監督はイギリス人だそうですが、アメリカ南部の感じが非常に出ていると思います。住人がお互いの家庭事情まで見知っている狭い田舎のコミュニティ、仲間同士は仲良しですが、ちょっと違う人間、例えばリベラルな人間、異人種、外国人、同性愛者、それに変わり者に対しては徹底的に残酷になる。日本と似ているし、トランプの支持者とも似てますね。様々な問題を巧みに織り込んだこの映画はアンチ・トランプの作品でもあります(というか、今年のアカデミー作品賞候補作は全てアンチ・トランプかも)(笑)。
●前作では終始 シーズー犬を抱き続けていたサム・ロックウェルが、今度は人種差別主義者の警官を演じています。


かといって、堅苦しいお話かというとそうではない。ブラック・コメディの色彩が非常に強い。アカデミー主演女優賞にノミネートされているフランシス・マクド―マンドの悪口雑言。こんなにF●CKという人は見たことがない(笑)。これだけ口が回れば痛快、です。
●マギー(右)は喧嘩を売られたら、男にも女にも容赦なく股間蹴りを見舞います。


それに人種差別主義者で『ABBA!』が好きな警官を演じるサム・ロックウェルが徹底的に笑いを誘います。中盤までは『この差別主義者の豚野郎、死ね!』と思って見ている観客は、終盤、あっと言わされます。
●マギーと人種差別&性差別主義者の警官(サム・ロックウェル)は当初 激しく対立します。

●いい歳こいて母親と住んでいる、そして始終ビールを飲むか、TVを見るか、漫画を見ることしかやることがないという脳みそ空っぽキャラは、人種差別主義者をよく表現しています。日本のネトウヨと同じですね(笑)


脚本はまさに職人芸、積木細工のように非常に精緻に積み上げられています。人種や性に対する差別、偏見、無知から始まり、次第に頑なになってしまう人間の愚かさ、そして普遍的な人間の感情、最後には赦しにまで着地します。ハート・ウォ―ミングさを訴えるようなトラディショナルな脚本ではないですけど、見事な構成です。
●警察署長(ウディ・ハレルソン)は良心担当(笑)。でも、彼は思いもよらぬ行動に出ます。

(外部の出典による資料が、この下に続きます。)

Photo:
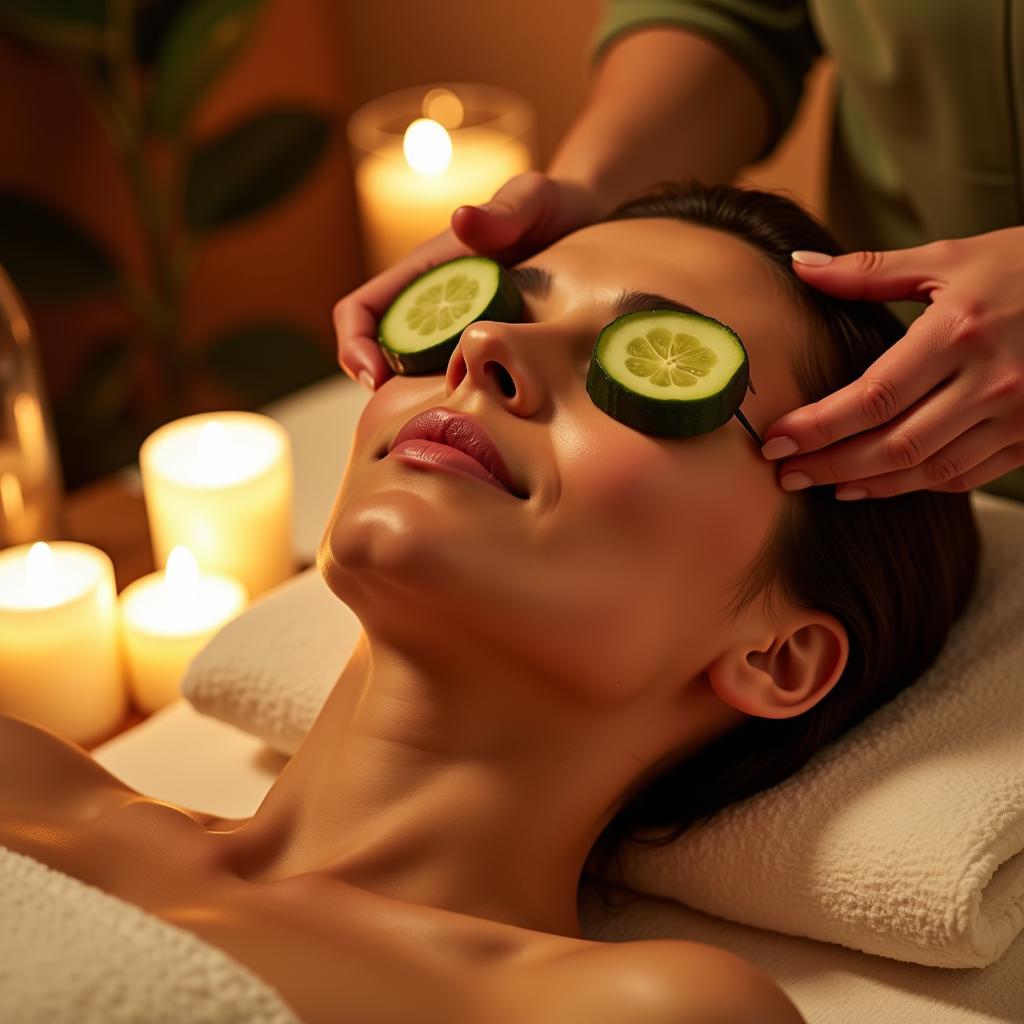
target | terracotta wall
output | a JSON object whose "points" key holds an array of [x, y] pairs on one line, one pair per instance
{"points": [[295, 260]]}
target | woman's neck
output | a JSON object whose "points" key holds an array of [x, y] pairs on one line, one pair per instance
{"points": [[477, 793]]}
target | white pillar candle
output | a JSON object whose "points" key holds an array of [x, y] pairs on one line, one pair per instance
{"points": [[221, 484], [167, 617], [59, 657], [412, 172]]}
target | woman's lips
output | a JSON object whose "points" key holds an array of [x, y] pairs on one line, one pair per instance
{"points": [[426, 453], [461, 432]]}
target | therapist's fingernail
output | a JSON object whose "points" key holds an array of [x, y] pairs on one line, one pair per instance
{"points": [[779, 446], [796, 481], [809, 258]]}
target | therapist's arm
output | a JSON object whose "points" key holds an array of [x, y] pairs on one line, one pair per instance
{"points": [[664, 102]]}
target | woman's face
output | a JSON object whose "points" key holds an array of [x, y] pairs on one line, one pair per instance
{"points": [[613, 573]]}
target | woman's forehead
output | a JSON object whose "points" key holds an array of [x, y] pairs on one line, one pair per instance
{"points": [[717, 273]]}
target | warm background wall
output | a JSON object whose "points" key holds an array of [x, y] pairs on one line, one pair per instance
{"points": [[293, 261]]}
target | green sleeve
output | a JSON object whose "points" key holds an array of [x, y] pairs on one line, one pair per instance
{"points": [[773, 39]]}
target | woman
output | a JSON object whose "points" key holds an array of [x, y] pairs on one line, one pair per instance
{"points": [[636, 632], [925, 164]]}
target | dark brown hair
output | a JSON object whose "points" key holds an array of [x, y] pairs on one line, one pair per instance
{"points": [[895, 571]]}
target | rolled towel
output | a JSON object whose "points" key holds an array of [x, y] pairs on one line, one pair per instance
{"points": [[71, 953], [904, 838]]}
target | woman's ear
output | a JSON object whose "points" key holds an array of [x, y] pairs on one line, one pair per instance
{"points": [[787, 673]]}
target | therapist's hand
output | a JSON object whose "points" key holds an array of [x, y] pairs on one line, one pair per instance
{"points": [[943, 408], [526, 214]]}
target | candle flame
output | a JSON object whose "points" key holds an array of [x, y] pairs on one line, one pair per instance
{"points": [[443, 105], [427, 146], [40, 572], [181, 574], [215, 449]]}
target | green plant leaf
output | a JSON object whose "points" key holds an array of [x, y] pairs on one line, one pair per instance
{"points": [[48, 256], [105, 382], [98, 423], [252, 166], [79, 25], [202, 43], [265, 360]]}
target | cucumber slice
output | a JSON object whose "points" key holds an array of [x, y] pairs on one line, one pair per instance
{"points": [[668, 373], [421, 328]]}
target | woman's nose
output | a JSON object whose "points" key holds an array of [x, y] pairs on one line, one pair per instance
{"points": [[492, 357]]}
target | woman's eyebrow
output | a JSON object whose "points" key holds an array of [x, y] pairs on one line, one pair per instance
{"points": [[538, 281]]}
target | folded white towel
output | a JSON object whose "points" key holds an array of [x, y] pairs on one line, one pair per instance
{"points": [[71, 953], [904, 838]]}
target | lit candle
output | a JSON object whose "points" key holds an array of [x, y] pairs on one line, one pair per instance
{"points": [[166, 619], [221, 484], [59, 659], [408, 185]]}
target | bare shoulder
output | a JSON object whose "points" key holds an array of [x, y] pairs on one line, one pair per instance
{"points": [[660, 981], [38, 768]]}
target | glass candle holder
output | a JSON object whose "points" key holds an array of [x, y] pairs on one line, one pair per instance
{"points": [[421, 153], [30, 474]]}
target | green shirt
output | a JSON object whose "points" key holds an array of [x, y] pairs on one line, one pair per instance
{"points": [[929, 122], [928, 138]]}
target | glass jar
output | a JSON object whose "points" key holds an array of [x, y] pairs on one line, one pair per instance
{"points": [[30, 475]]}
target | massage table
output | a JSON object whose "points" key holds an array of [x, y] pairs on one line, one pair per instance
{"points": [[196, 761]]}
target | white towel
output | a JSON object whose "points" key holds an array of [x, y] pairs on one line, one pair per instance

観客をあっと言わせる展開が2重、3重にも折り重なっています。見事な脚本と3人の俳優の演技、そして監督のフリークス趣味まで散りばめられた、ユニークかつ、完成度が高い映画です。観客の知性と奥行の深さが試される。個人的に好きか嫌いかといわれると、可愛げがないところが好きではないんですけど(笑)、文句の言いようがない見事さです。アカデミー作品賞をとっても全く不思議ではない、近年の受賞作と比べて勝りこそすれ、劣るような作品ではありません。なおかつ、強烈なアンチ・トランプの映画ですけど、トランプの支持者はまあ、見ないというか、見てもわかんないだろうなあ(笑)。